The main question that we want to answer in this article is that if Python 2 is still used. Then we will try to analyze the evolution of Python 2 and Python 3.
I based all the data on the downloads of packages. When you do a pip install pytest
, this request is logged into BigQuery with the version of pip, the operating system, and the python version.
The query executed in BigQuery was the following:
SELECT
DATE(timestamp) as date,
details.implementation.version AS python_version,
COUNT(*) AS downloads
FROM
`the-psf.pypi.downloads2019*`
GROUP BY
date, python_version
Then for each day, we will have the python version and the number of downloads of that version.
Python 2 usage
At the beginning of 2019, the usage of Python 2 was having a peak of 60% of all downloads, while Python 3 was having the rest 40%.
By the end of 2019, Python 2 represented 44% of PyPi downloads. So in a year, the usage of Python 2 decreased by 15%. In the next chart, you can see the evolution week by week.
Some interesting thing to notice here is that in the week number 30 of the year, that corresponds to the middle of July, for the first time Python 3 had more downloads than Python 2.
Evolution of downloads
Now, we only now the percentages of people using Python 2 and Python 3, but we don't know if the number of downloads is increasing or decreasing.

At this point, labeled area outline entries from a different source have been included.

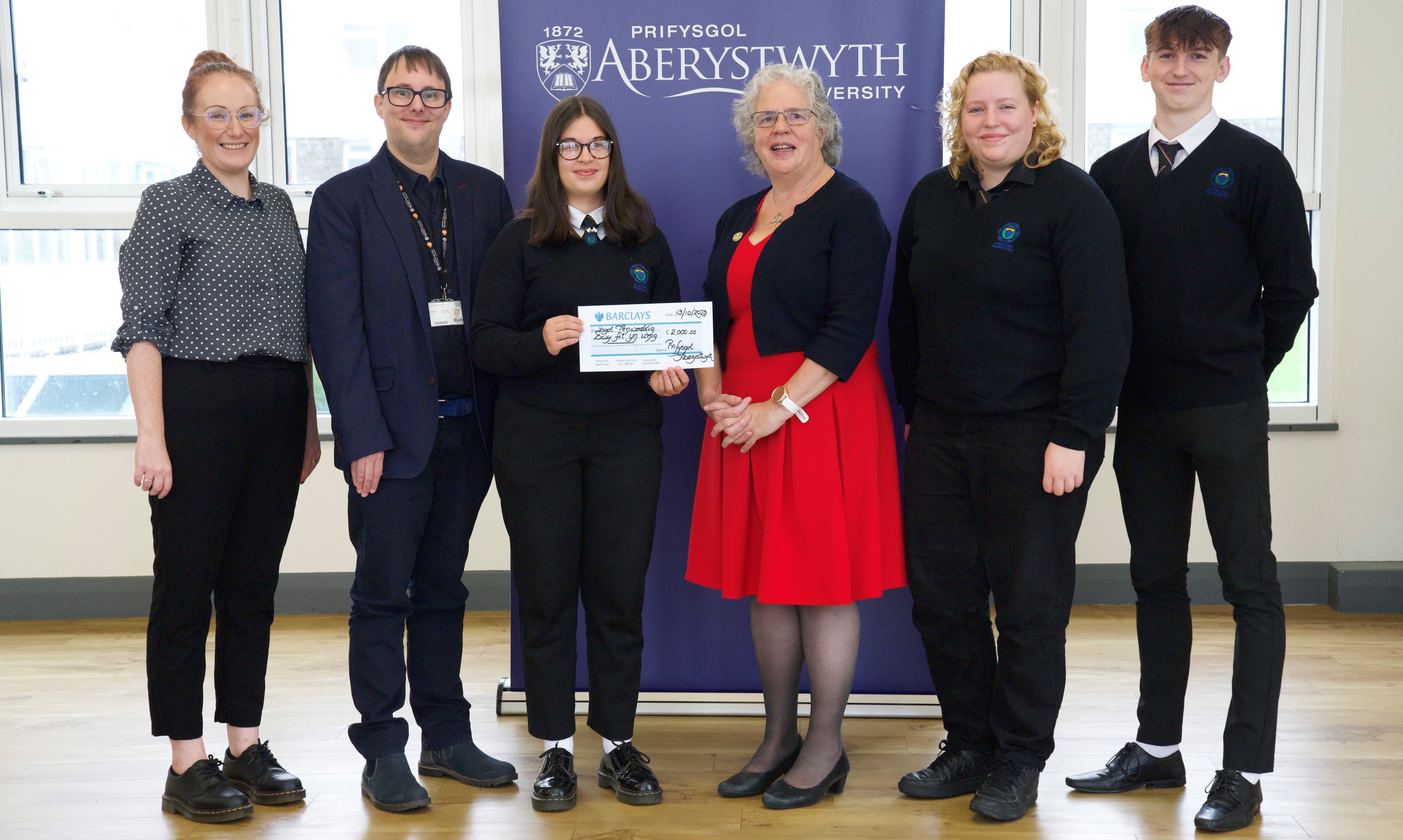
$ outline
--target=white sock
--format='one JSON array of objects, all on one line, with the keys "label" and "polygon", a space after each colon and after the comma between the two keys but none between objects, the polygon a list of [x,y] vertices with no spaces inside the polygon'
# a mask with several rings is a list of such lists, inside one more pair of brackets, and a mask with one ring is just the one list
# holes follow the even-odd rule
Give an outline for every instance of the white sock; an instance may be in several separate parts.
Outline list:
[{"label": "white sock", "polygon": [[1174,746],[1157,746],[1153,743],[1145,743],[1143,740],[1136,740],[1135,746],[1141,747],[1146,753],[1155,756],[1156,759],[1167,759],[1179,752],[1179,745]]}]

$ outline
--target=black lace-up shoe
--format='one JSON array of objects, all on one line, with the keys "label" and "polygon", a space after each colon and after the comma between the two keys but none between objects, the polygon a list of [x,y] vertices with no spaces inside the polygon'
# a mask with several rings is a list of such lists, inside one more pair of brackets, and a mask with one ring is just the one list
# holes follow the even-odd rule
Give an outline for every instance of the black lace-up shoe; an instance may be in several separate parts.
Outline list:
[{"label": "black lace-up shoe", "polygon": [[615,798],[626,805],[662,802],[662,785],[648,770],[648,760],[631,740],[615,742],[613,752],[599,759],[599,787],[613,788]]},{"label": "black lace-up shoe", "polygon": [[540,773],[530,787],[530,806],[536,811],[570,811],[575,806],[575,757],[563,746],[540,754]]},{"label": "black lace-up shoe", "polygon": [[1246,829],[1261,811],[1261,783],[1251,784],[1236,770],[1219,770],[1204,792],[1208,801],[1194,816],[1194,825],[1205,832]]},{"label": "black lace-up shoe", "polygon": [[897,790],[918,799],[944,799],[972,794],[989,774],[991,753],[974,750],[951,750],[940,742],[940,754],[930,767],[908,773],[897,783]]},{"label": "black lace-up shoe", "polygon": [[361,771],[361,795],[380,811],[398,813],[429,804],[429,792],[410,773],[404,753],[391,753],[365,763]]},{"label": "black lace-up shoe", "polygon": [[516,768],[464,740],[441,750],[421,750],[419,775],[448,775],[474,788],[495,788],[516,778]]},{"label": "black lace-up shoe", "polygon": [[226,749],[224,777],[258,805],[282,805],[307,798],[302,780],[272,757],[267,740],[246,749],[237,759]]},{"label": "black lace-up shoe", "polygon": [[984,785],[969,799],[969,811],[1012,822],[1028,812],[1038,801],[1038,768],[1019,764],[1009,759],[995,759],[989,763],[989,775]]},{"label": "black lace-up shoe", "polygon": [[1134,740],[1111,756],[1106,767],[1066,777],[1066,787],[1085,794],[1124,794],[1135,788],[1184,787],[1184,756],[1156,759]]},{"label": "black lace-up shoe", "polygon": [[226,823],[248,816],[254,812],[254,805],[219,771],[219,759],[209,756],[195,761],[180,775],[175,775],[174,767],[166,771],[161,811],[196,823]]}]

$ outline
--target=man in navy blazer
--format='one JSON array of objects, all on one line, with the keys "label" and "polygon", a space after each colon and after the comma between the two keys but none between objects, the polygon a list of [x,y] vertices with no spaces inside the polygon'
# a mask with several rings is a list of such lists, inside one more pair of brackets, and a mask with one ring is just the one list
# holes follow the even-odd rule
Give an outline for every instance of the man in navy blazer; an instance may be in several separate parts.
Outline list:
[{"label": "man in navy blazer", "polygon": [[349,736],[366,759],[362,794],[408,811],[429,797],[404,756],[408,724],[394,717],[405,672],[421,774],[477,787],[516,778],[473,745],[459,679],[463,565],[492,480],[497,387],[473,365],[463,324],[512,206],[498,175],[439,151],[452,87],[436,55],[396,50],[377,91],[386,143],[317,188],[306,287],[356,550],[349,665],[361,721]]}]

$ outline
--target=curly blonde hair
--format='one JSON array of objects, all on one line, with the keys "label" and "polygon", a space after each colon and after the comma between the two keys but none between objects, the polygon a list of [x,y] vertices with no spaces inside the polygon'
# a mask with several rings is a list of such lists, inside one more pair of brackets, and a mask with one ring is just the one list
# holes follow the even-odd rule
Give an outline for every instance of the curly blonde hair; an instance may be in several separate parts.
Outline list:
[{"label": "curly blonde hair", "polygon": [[1048,101],[1048,80],[1033,62],[998,49],[989,50],[960,70],[946,95],[940,100],[940,111],[944,114],[941,128],[946,146],[950,149],[950,177],[960,178],[960,167],[978,167],[969,157],[969,146],[965,143],[964,132],[960,129],[960,118],[964,115],[965,91],[969,87],[969,77],[975,73],[1013,73],[1023,84],[1023,94],[1028,97],[1028,105],[1037,108],[1038,116],[1033,123],[1033,140],[1027,151],[1023,153],[1023,163],[1028,168],[1045,167],[1062,157],[1066,146],[1066,135],[1056,128],[1056,114]]}]

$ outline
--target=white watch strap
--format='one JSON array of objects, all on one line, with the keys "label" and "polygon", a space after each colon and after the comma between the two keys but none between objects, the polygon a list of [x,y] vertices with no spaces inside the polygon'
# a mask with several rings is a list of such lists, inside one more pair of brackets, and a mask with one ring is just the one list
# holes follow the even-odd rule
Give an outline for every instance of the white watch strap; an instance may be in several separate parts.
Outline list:
[{"label": "white watch strap", "polygon": [[797,416],[798,422],[801,422],[801,424],[807,424],[808,422],[808,412],[804,411],[803,408],[800,408],[798,402],[790,400],[788,394],[786,394],[784,398],[780,400],[780,405],[783,405],[784,408],[788,409],[790,414],[793,414],[794,416]]}]

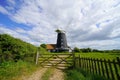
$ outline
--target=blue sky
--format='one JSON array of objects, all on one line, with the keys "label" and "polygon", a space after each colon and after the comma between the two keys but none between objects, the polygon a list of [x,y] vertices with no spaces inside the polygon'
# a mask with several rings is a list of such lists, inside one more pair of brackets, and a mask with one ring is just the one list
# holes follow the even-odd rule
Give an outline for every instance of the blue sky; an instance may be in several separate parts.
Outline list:
[{"label": "blue sky", "polygon": [[0,0],[0,34],[39,46],[58,28],[71,47],[120,49],[120,0]]}]

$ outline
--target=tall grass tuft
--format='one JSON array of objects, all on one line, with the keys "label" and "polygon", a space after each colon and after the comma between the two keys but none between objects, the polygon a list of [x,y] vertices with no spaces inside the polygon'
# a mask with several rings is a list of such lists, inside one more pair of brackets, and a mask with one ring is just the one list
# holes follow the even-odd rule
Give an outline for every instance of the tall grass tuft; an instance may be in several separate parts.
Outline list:
[{"label": "tall grass tuft", "polygon": [[107,80],[104,77],[89,74],[82,69],[66,70],[65,73],[65,80]]},{"label": "tall grass tuft", "polygon": [[[22,75],[29,75],[37,66],[33,63],[18,61],[18,62],[3,62],[0,64],[0,80],[13,80]],[[18,79],[16,79],[18,80]]]}]

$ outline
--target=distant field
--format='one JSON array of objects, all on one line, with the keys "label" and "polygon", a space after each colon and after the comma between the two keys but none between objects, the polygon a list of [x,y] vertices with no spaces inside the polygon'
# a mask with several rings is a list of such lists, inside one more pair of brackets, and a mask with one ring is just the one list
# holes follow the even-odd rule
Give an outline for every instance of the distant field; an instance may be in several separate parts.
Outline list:
[{"label": "distant field", "polygon": [[102,58],[102,59],[116,59],[120,57],[120,53],[75,53],[75,56],[89,57],[89,58]]}]

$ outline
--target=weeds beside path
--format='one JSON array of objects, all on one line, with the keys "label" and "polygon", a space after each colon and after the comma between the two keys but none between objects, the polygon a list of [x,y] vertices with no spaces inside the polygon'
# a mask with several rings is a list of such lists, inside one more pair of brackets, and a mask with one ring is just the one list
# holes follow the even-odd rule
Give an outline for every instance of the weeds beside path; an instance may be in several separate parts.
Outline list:
[{"label": "weeds beside path", "polygon": [[29,77],[22,76],[21,80],[64,80],[64,73],[52,67],[40,68]]}]

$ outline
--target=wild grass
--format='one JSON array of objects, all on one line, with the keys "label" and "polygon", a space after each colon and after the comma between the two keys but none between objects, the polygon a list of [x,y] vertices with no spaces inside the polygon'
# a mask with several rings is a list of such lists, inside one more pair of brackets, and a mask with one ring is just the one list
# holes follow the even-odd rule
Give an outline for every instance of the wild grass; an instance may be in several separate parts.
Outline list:
[{"label": "wild grass", "polygon": [[42,76],[42,80],[49,80],[50,76],[53,75],[53,68],[48,68],[47,71]]},{"label": "wild grass", "polygon": [[29,62],[3,62],[0,64],[0,80],[18,80],[18,77],[30,75],[36,69],[37,66]]},{"label": "wild grass", "polygon": [[120,57],[120,53],[75,53],[75,56],[78,57],[87,57],[87,58],[98,58],[98,59],[116,59],[116,57]]},{"label": "wild grass", "polygon": [[72,69],[65,71],[65,80],[107,80],[99,75],[87,73],[82,69]]}]

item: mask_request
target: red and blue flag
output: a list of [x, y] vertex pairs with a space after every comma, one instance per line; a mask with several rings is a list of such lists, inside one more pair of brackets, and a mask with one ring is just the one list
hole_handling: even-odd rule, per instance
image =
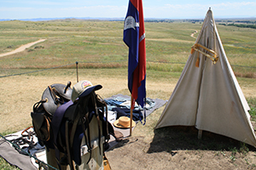
[[[143, 108], [146, 99], [146, 42], [142, 0], [129, 1], [123, 40], [129, 47], [128, 88], [132, 99]], [[131, 109], [133, 106], [134, 102]]]

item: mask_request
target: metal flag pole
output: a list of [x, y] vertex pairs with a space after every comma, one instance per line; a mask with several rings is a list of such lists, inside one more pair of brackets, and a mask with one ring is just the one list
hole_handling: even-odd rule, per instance
[[130, 136], [131, 136], [132, 129], [132, 107], [133, 107], [133, 98], [131, 95], [131, 108], [130, 108]]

Take a look at the following chart:
Analyzing the number of downloads, we can observe that the downloads of Python 2 are still increasing. At the beginning of 2019, 280 million packages were installed using Python 2 in a week. At the end of the same year, the number of downloads increased to 370 million downloads. Python 2 is growing like 2 million downloads per week.
Python 3 also increased the number of downloads, but at a faster pace. At the beginning of 2019, 218 million packages were installed using Python 3, and at the end, more than 500 million packages. The number of Python 3 downloads grows like 6 million per week, three times more than the growth of Python 2.
Comments
Take into account that this data is not entirely accurate. There are a lot of factors that can vary these numbers, some of them are:
- Mirrors, there are a lot of companies having their private python repositories.
- Cache, pip and other package managers have a cache in place.
- Bots, there are bots downloading packages and increasing the number of downloads.
I hope this article was interesting :-)